Se hace necesario analizar estos (y muchos otros elementos) para entender por qué desde el jueves pasado las redes y algunos medios reflejan expresiones de mucho enojo que parten desde Salta. Ese día se recordaron los 200 años de la muerte de aquel hombre, por quien muchos salteños profesan un sentimiento de admiración incalculable. Bajo el paraguas de las restricciones que impone la pandemia, la celebración se limitó a un frío acto protagonizado por dirigentes (entre ellos, nada menos que el presidente Alberto Fernández y sus ministros). Quizás hubiese quedado en anécdota o en simple recuerdo si la política no hubiese metido la cola: un grupo de militantes identificados con el kirchnerismo tuvo la posibilidad de participar de manera presencial de un acto del que fue excluido el resto de los salteños, entre ellos, los gauchos.
A la luz de estos hechos, es difícil no pensar en Tucumán, que no sólo aportó hombres a la causa de la Independencia, sino que protagonizó una de las batallas más importantes de la emancipación americana y fue el escenario en el que se declaró la independencia. Da la impresión de que, desde hace ya un par de décadas, por estas tierras nos hemos acostumbrado a que las grandes conmemoraciones (el 9 de Julio y el 24 de Septiembre) se hayan convertido en expresiones de política partidista. Recordemos la celebración -si se le puede decir así- de la Independencia en la cancha de San Martín, únicamente habilitada para los militantes; las columnas acarreadas a fuerza de bolsones al Hipódromo; las peleas en la plaza Independencia entre facciones que pugnaban por ubicarse lo más cerca posible del escenario al que iban a subir los dirigentes; los actos paralelos organizados por la Municipalidad capitalina y por el Ejecutivo provincial (uno en Congreso al 100 y el otro en las escalinatas de Casa de Gobierno, respectivamente) para recibir el 9 de Julio...
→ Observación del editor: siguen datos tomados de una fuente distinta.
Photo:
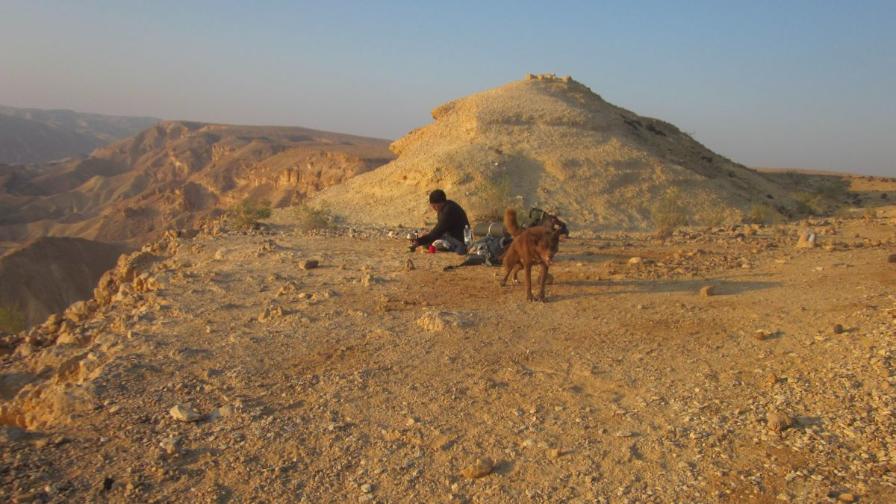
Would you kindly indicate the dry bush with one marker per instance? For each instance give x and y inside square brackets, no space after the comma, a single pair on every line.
[669,213]
[307,218]
[716,216]
[763,213]
[247,213]
[826,198]
[492,196]
[12,320]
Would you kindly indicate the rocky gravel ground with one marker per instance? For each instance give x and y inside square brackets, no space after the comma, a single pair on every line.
[721,365]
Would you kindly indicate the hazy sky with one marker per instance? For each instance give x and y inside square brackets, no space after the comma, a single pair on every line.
[781,83]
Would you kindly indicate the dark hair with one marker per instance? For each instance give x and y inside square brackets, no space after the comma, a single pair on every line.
[437,196]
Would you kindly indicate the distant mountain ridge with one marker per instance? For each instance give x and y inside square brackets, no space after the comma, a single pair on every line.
[29,135]
[129,192]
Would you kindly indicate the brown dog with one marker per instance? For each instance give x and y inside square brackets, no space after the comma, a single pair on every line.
[535,245]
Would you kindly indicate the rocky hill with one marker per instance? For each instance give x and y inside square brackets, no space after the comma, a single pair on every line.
[30,135]
[552,142]
[48,274]
[720,365]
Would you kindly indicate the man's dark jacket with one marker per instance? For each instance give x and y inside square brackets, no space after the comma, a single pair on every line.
[452,220]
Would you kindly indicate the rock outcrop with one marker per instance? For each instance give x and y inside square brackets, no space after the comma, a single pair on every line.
[551,142]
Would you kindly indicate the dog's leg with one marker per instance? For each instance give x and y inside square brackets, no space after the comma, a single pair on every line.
[529,282]
[507,270]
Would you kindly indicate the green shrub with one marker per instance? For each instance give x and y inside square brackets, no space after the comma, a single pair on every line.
[669,213]
[12,320]
[247,213]
[308,219]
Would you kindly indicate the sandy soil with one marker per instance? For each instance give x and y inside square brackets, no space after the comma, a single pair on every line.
[361,380]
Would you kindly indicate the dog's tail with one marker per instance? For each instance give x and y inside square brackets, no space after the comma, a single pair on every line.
[510,223]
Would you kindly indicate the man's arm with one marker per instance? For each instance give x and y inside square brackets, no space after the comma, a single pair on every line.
[435,234]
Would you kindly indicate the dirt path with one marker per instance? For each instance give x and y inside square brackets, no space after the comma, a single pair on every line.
[362,381]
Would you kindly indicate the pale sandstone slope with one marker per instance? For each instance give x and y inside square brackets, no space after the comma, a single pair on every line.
[563,147]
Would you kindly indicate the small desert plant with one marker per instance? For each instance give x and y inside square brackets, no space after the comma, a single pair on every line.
[825,199]
[669,213]
[307,218]
[763,213]
[247,213]
[11,319]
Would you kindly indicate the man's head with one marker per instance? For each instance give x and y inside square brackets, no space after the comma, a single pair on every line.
[437,199]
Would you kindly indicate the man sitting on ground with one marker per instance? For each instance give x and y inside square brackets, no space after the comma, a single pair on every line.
[449,231]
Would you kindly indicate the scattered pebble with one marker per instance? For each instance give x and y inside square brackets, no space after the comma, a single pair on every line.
[479,468]
[184,412]
[779,422]
[309,264]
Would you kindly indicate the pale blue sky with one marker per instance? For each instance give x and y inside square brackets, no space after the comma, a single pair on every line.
[797,84]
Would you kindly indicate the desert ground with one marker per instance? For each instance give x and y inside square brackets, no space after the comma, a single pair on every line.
[225,367]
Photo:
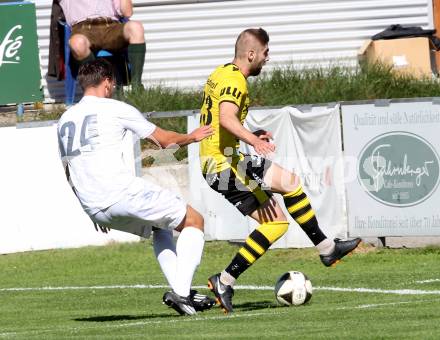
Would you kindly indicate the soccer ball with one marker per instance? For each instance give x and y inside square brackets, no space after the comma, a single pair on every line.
[293,288]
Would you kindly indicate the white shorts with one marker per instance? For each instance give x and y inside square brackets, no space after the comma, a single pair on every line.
[145,206]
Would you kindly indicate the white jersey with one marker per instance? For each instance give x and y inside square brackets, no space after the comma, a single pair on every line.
[90,136]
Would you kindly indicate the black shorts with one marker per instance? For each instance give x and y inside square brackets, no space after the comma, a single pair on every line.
[243,185]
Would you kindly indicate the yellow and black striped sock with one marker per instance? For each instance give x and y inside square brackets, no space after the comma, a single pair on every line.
[298,206]
[256,245]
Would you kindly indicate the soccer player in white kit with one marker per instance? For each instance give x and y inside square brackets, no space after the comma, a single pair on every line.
[90,136]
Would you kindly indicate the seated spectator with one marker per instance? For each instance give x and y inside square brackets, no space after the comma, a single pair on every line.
[96,25]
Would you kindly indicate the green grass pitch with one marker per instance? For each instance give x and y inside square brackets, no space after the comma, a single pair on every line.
[400,300]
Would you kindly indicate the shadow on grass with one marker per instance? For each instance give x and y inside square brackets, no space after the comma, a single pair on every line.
[109,318]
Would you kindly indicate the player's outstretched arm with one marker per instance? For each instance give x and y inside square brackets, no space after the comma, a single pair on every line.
[229,121]
[166,137]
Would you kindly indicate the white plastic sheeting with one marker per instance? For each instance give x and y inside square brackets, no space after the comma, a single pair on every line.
[186,40]
[309,143]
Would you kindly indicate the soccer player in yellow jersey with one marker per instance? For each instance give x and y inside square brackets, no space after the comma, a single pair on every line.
[248,182]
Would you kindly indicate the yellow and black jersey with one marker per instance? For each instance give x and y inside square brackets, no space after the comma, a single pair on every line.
[218,151]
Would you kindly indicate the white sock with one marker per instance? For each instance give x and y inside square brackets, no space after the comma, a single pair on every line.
[326,246]
[165,251]
[189,248]
[227,279]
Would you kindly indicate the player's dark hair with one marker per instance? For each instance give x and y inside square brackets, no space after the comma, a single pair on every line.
[258,33]
[93,73]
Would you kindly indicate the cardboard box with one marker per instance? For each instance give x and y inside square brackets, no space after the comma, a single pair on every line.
[413,56]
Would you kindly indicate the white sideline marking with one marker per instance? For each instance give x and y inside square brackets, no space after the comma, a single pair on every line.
[244,287]
[382,291]
[142,323]
[428,281]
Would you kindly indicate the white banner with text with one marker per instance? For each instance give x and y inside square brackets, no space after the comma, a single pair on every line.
[391,154]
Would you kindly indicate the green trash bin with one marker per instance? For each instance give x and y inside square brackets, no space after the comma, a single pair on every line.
[20,77]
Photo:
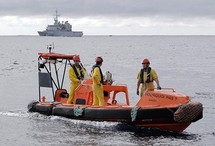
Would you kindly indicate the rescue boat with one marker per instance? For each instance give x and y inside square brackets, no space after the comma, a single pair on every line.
[164,109]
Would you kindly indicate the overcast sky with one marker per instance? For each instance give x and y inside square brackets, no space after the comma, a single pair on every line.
[115,17]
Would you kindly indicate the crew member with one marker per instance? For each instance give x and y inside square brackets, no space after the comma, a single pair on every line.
[146,76]
[97,77]
[76,75]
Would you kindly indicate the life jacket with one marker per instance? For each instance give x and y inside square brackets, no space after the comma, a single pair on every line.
[79,76]
[94,66]
[148,76]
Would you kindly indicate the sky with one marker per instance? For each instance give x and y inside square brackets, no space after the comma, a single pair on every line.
[110,17]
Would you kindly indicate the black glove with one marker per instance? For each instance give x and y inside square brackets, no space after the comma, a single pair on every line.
[159,87]
[138,92]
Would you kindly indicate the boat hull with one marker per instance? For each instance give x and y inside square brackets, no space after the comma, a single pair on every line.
[61,33]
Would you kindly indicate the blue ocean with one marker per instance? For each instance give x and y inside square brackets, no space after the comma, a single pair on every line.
[185,63]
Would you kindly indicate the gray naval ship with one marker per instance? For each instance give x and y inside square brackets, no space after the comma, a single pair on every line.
[60,29]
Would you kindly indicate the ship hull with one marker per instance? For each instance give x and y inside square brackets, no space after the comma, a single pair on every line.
[61,33]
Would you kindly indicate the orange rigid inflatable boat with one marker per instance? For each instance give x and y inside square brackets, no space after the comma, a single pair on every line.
[165,109]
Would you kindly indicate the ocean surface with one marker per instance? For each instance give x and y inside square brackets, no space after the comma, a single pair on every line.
[185,63]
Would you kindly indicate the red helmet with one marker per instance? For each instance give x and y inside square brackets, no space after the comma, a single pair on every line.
[145,61]
[99,59]
[76,58]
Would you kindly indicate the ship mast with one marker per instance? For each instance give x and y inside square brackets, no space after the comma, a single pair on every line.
[56,18]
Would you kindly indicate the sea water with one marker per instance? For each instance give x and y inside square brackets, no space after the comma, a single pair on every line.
[185,63]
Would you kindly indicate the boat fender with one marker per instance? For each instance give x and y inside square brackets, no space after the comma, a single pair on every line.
[134,113]
[187,113]
[31,105]
[78,111]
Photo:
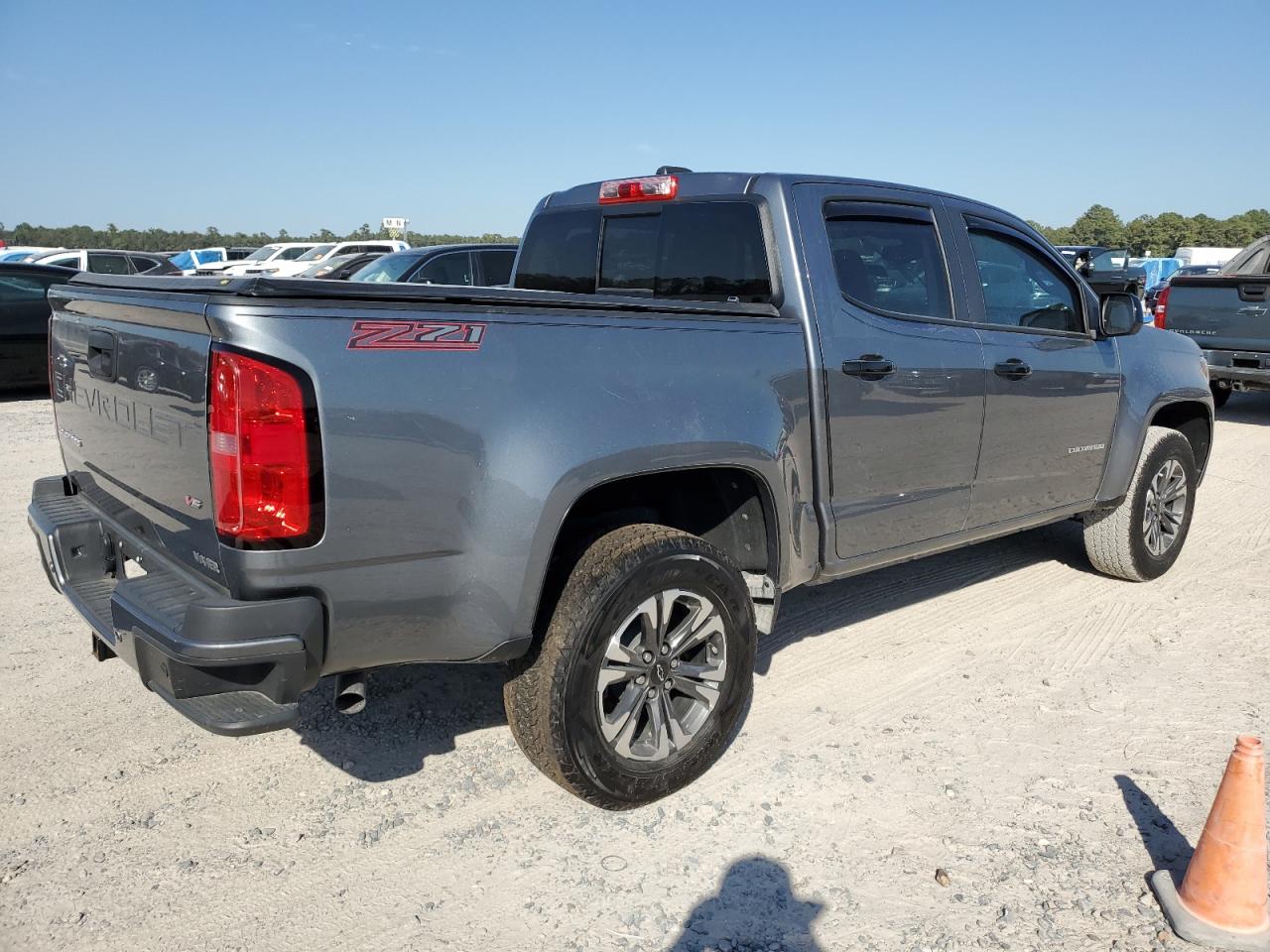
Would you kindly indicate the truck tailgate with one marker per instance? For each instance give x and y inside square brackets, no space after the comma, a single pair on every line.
[1223,312]
[130,398]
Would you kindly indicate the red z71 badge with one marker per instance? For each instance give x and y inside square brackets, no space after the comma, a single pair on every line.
[416,335]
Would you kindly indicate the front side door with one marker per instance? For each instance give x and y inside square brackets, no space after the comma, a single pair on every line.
[1053,389]
[905,379]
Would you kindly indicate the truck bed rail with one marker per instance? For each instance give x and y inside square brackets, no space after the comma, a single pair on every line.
[302,289]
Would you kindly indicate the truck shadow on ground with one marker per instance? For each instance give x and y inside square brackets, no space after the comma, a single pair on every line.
[413,712]
[754,906]
[1247,408]
[417,711]
[1165,843]
[39,391]
[818,610]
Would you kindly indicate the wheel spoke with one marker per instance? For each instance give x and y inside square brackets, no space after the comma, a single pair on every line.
[701,671]
[699,626]
[698,689]
[659,734]
[679,737]
[620,725]
[615,673]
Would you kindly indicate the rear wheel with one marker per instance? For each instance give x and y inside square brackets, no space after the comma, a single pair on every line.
[1142,537]
[643,671]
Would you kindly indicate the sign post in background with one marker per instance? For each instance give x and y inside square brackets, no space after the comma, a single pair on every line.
[395,227]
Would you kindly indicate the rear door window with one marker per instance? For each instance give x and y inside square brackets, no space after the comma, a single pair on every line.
[495,267]
[108,264]
[888,263]
[16,289]
[453,268]
[1021,289]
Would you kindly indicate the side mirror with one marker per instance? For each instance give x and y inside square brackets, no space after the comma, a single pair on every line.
[1121,315]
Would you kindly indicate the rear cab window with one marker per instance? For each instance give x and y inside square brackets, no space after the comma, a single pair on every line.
[888,258]
[701,250]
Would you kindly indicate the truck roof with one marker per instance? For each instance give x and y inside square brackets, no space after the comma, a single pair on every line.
[694,184]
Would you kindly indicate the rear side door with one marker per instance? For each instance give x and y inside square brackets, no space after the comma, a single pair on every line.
[1053,389]
[905,373]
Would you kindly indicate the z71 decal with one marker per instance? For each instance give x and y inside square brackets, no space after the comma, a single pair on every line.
[416,335]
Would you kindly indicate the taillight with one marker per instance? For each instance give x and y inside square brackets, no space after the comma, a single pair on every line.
[261,456]
[1162,306]
[651,188]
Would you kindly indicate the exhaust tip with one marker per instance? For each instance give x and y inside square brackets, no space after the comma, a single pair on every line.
[350,692]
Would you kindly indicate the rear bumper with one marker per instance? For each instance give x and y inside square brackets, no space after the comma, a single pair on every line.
[1245,370]
[231,666]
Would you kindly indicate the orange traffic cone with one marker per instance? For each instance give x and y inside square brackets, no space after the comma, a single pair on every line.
[1222,901]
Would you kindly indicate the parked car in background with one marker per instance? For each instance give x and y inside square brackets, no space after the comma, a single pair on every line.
[190,262]
[339,267]
[262,261]
[320,253]
[705,390]
[474,266]
[111,262]
[1153,291]
[1106,270]
[232,255]
[1228,315]
[1080,255]
[24,322]
[1206,255]
[23,253]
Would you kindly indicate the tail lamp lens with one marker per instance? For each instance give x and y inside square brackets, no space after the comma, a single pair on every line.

Parece que desde lo alto del poder a veces olvidan que los pueblos necesitan ciertos símbolos e historias para fundar su unidad y adquirir una identidad. Mucho más en tiempos de crisis, relatos que buscan la división, incertidumbre y miedo a un porvenir incierto y amenazador. A principios del siglo XIX, líderes como Güemes, Bernabé Aráoz o los Gorriti supieron interpretar esta necesidad. Ojalá los actuales puedan hacer lo mismo.